For SMEs and startups, the regulation provides proportional and reduced penalties. But reputational risk extends beyond the fine: a non-compliance investigation under the AI Act can damage business relationships and public procurement participation. Prevention through a structured AI governance framework is the most effective investment.
6. How to Prepare: The Yellow Tech Path
AI Act compliance requires a structured approach integrating legal, technical, and organizational aspects. Yellow Tech has developed a 5-phase path specifically for Italian companies, based on experience with over 500 organizations and 300+ AI agents in production.
The Phase 1 (Assessment) consists of mapping all AI systems in use, from the Microsoft Copilot suite to custom chatbots and production AI agents. Each system is classified by risk level according to AI Act criteria. We have cataloged hundreds of AI systems in client companies over the past year.
The Phase 2 (Gap Analysis) compares the current state with regulatory obligations. For each high-risk system, the assessment covers: technical documentation, human oversight procedures, log management, user transparency, and impact assessment. The result is a prioritized roadmap with effort and timeline for each intervention.
The Phase 3 (Implementation) includes drafting the corporate AI Policy, configuring monitoring systems, preparing compliance documentation, and integrating with existing GDPR processes.
The Phase 4 (Training) is legally mandatory: Art. 4 of the AI Act requires that all employees operating AI systems have an adequate level of AI literacy. We have trained over 20,000 people in Italy on this topic, with programs ranging from 2-hour executive sessions to complete AI Upskilling programs.
The Phase 5 (Continuous monitoring) includes periodic audits, documentation updates, and risk classification reviews. The AI Act is not a one-time obligation: it requires a living, updated governance system. To start the compliance journey, contact us for a free assessment.
Frequently Asked Questions
When does the AI Act come into force for Italian companies?+
The AI Act has been in force since August 1, 2024. Bans on unacceptable-risk systems apply from February 2, 2025. GPAI model obligations from August 2, 2025. Full high-risk system obligations from August 2, 2026. Yellow Tech has already supported over 500 Italian organizations with regulatory compliance, with a team of 30+ dedicated specialists.

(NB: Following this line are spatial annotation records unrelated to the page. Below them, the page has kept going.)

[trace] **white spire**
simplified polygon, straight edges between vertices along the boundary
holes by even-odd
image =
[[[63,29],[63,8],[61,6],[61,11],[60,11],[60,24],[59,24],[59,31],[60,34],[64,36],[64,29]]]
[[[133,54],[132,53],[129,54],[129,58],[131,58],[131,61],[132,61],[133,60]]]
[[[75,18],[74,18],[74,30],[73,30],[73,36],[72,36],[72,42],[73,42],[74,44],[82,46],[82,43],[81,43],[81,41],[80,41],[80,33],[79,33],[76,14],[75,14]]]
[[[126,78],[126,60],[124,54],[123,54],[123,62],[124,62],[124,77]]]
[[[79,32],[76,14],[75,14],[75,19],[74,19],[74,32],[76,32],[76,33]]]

What penalties does the AI Act provide?+
Penalties reach up to 35 million euros or 7% of global turnover for using prohibited systems, up to 15 million or 3% for high-risk obligation violations, and up to 7.5 million or 1% for false information. Proportional reductions apply to SMEs. Yellow Tech offers compliance programs from assessment through continuous monitoring.
Does the AI Act apply if I use ChatGPT or Copilot?+
Yes. If your company uses ChatGPT, Microsoft Copilot, Claude, Gemini, or any other AI system in the workplace, the AI Act applies. The company is classified as a "deployer" with specific obligations, including employee AI literacy (Art. 4) and user transparency. Yellow Tech has trained over 20,000 people in 500+ organizations on compliant AI tool usage.

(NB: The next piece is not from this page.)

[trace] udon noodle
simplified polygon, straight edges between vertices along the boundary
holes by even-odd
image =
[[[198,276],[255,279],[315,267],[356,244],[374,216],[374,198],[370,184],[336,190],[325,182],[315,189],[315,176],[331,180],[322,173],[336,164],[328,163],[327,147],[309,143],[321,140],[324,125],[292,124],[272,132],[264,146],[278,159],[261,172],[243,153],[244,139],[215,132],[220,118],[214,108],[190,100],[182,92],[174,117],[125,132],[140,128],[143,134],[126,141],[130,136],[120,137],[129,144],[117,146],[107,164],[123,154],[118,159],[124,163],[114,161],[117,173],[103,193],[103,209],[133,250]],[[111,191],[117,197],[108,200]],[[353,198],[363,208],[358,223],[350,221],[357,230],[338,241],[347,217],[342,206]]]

How is an AI system's risk classified?+
Classification is based on Annex III of the AI Act, which lists high-risk system categories (biometrics, critical infrastructure, education, employment, credit, justice, migration). Yellow Tech uses a proprietary framework that maps each corporate AI system to Annex III criteria and produces a classified register with 300+ systems already analyzed for clients.
How much does AI Act compliance with Yellow Tech cost?+
Cost depends on organizational complexity and the number of AI systems in use. An initial assessment with risk classification starts at 10,000-20,000 euros. A full compliance program (assessment, gap analysis, AI policy, training, monitoring) for a mid-sized company ranges between 30,000 and 80,000 euros. 98% of Yellow Tech clients rate the investment positively, with an average CSAT of 98%.